Submitted by
Assigned_Reviewer_4
Q1: Comments to author(s).
First provide a summary of the paper, and then address the following
criteria: Quality, clarity, originality and significance. (For detailed
reviewing guidelines, see
http://nips.cc/PaperInformation/ReviewerInstructions)
Paper summary:
The authors propose a Bayesian
inference procedure for conditional bivariate copula models, where the
copula models can have multiple parameters. The copula parameters are
related to conditioning variables by a composition of parameter mapping
functions and arbitrary latent functions with Gaussian process priors. The
inference procedure for this model is based on expectation propagation.
The method is evaluated on synthetic data and on financial time series
data and compared to alternative copula-based models. The paper also
includes an overview of related methods.
Quality:
The
proposed method is sound. The authors include a description of related
methods and list strengths and weaknesses of their method.
Clarity:
The paper is written clearly and concisely.
It makes a very mature impression. I could not find any inconsistencies or
typos. The figures and tables complement the text seamlessly, equations
are clear and well explained and the text is flawless.
Originality:
The model and its inference procedure is
an extension of a similar conditional copula model that was restricted to
copulas with only one parameter. The present work generalizes this
approach to allow more than one copula parameter. To my knowledge, this
extension is novel.
Significance:
The flexibility of
copula families with only one parameter is limited and the applicability
of more flexible families is a huge advantage. Performance gains compared
to the alternative methods are remarkable. This result is very promising.

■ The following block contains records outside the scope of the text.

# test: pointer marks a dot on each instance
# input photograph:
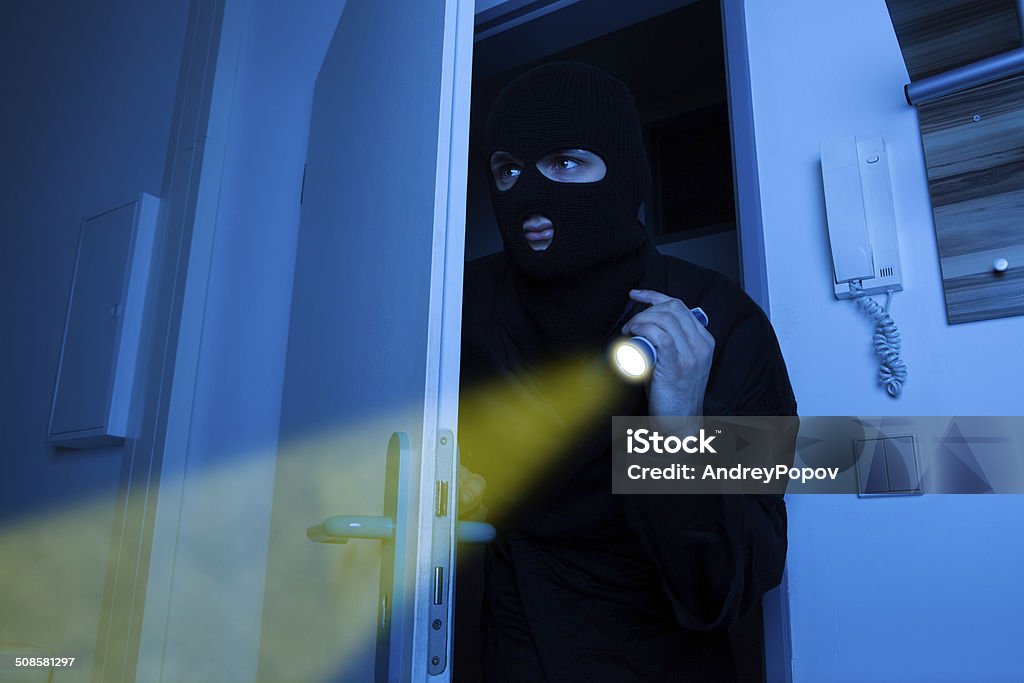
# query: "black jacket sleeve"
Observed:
(719, 554)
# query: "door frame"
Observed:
(754, 269)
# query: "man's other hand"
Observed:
(471, 487)
(684, 353)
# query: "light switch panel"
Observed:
(95, 377)
(887, 466)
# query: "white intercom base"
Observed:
(861, 222)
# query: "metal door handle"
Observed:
(343, 527)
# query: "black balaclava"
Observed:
(578, 288)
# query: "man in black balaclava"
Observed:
(583, 585)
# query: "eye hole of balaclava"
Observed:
(558, 166)
(538, 119)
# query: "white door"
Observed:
(373, 351)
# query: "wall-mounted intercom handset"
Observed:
(862, 237)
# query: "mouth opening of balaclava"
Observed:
(577, 288)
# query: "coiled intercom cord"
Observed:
(892, 373)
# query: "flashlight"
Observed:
(635, 357)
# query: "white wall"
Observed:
(88, 96)
(908, 589)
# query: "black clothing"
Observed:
(583, 585)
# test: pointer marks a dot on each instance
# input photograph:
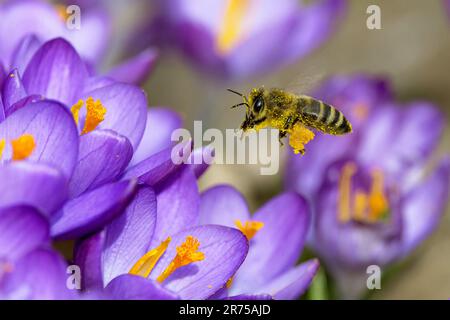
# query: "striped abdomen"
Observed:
(323, 117)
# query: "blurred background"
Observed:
(412, 49)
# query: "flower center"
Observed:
(249, 228)
(22, 147)
(2, 147)
(95, 114)
(368, 207)
(187, 253)
(299, 137)
(231, 28)
(147, 262)
(61, 10)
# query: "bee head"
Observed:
(256, 111)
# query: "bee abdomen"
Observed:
(324, 117)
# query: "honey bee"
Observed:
(291, 114)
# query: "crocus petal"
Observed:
(13, 90)
(53, 130)
(200, 160)
(277, 246)
(157, 167)
(22, 229)
(88, 254)
(250, 297)
(293, 283)
(56, 71)
(412, 143)
(161, 122)
(126, 110)
(96, 82)
(40, 275)
(224, 250)
(102, 158)
(23, 103)
(302, 171)
(92, 210)
(2, 108)
(32, 184)
(25, 51)
(128, 236)
(400, 135)
(223, 205)
(135, 70)
(349, 243)
(176, 212)
(28, 17)
(130, 287)
(424, 206)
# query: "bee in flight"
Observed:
(291, 114)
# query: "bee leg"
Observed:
(288, 123)
(281, 135)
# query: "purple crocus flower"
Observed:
(276, 234)
(37, 21)
(157, 250)
(77, 154)
(29, 269)
(372, 202)
(240, 39)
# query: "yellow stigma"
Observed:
(22, 147)
(61, 10)
(299, 137)
(2, 147)
(229, 283)
(187, 253)
(378, 203)
(147, 262)
(345, 181)
(76, 110)
(363, 207)
(249, 228)
(95, 114)
(230, 32)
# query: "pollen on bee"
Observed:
(299, 137)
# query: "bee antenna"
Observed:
(240, 104)
(235, 92)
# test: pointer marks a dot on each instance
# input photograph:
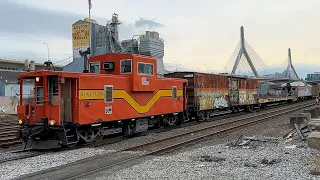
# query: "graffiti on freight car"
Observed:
(242, 97)
(211, 100)
(247, 97)
(251, 98)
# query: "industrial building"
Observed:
(105, 39)
(9, 71)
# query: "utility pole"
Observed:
(47, 50)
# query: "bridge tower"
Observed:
(244, 52)
(290, 72)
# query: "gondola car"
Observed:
(210, 92)
(299, 90)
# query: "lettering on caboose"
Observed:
(91, 94)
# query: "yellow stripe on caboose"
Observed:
(91, 94)
(123, 94)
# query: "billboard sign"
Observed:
(80, 38)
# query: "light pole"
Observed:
(48, 50)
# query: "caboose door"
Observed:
(185, 101)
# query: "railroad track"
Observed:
(216, 116)
(100, 163)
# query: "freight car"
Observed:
(269, 92)
(315, 90)
(299, 90)
(120, 94)
(210, 92)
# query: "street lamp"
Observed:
(48, 50)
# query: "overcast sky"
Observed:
(195, 32)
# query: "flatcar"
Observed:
(121, 93)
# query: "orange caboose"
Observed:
(121, 93)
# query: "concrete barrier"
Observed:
(314, 111)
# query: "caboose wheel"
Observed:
(170, 121)
(99, 138)
(88, 135)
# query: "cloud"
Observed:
(147, 23)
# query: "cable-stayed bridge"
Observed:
(245, 61)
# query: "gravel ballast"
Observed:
(13, 169)
(263, 160)
(29, 165)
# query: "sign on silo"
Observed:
(80, 38)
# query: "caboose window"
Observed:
(145, 68)
(95, 67)
(108, 93)
(174, 92)
(39, 94)
(126, 66)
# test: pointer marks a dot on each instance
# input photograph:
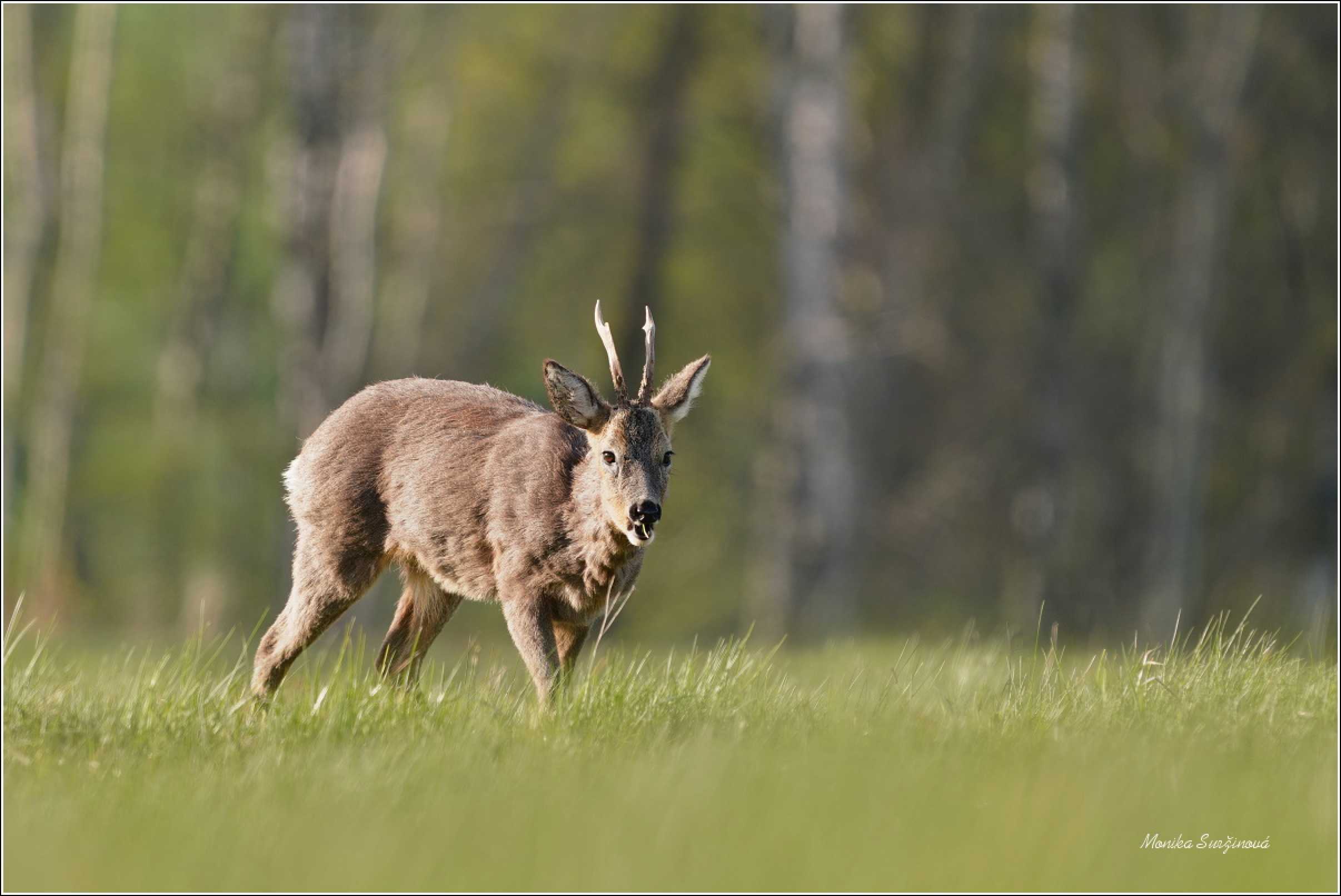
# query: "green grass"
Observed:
(855, 766)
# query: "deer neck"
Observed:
(604, 547)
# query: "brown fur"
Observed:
(476, 494)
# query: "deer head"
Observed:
(629, 439)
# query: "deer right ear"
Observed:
(574, 397)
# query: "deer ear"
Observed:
(679, 394)
(574, 399)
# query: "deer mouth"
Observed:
(640, 533)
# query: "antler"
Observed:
(616, 372)
(649, 330)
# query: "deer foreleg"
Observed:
(532, 625)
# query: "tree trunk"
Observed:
(1223, 43)
(26, 219)
(72, 296)
(667, 90)
(325, 291)
(202, 293)
(809, 514)
(1041, 509)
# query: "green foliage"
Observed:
(521, 132)
(853, 766)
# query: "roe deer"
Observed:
(479, 494)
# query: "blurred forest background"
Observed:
(1006, 305)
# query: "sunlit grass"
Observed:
(887, 765)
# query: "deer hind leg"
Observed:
(420, 615)
(326, 583)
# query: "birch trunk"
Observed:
(809, 509)
(72, 298)
(1223, 43)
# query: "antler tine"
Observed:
(649, 330)
(616, 371)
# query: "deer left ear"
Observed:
(574, 397)
(679, 394)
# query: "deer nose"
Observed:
(647, 511)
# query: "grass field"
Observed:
(853, 766)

Q2: Please summarize your review in 1-2
sentences
The paper extends an inference procedure for
conditional copula models. The contribution is important and well done.
Submitted by
Assigned_Reviewer_6
Q1: Comments to author(s).
First provide a summary of the paper, and then address the following
criteria: Quality, clarity, originality and significance. (For detailed
reviewing guidelines, see
http://nips.cc/PaperInformation/ReviewerInstructions)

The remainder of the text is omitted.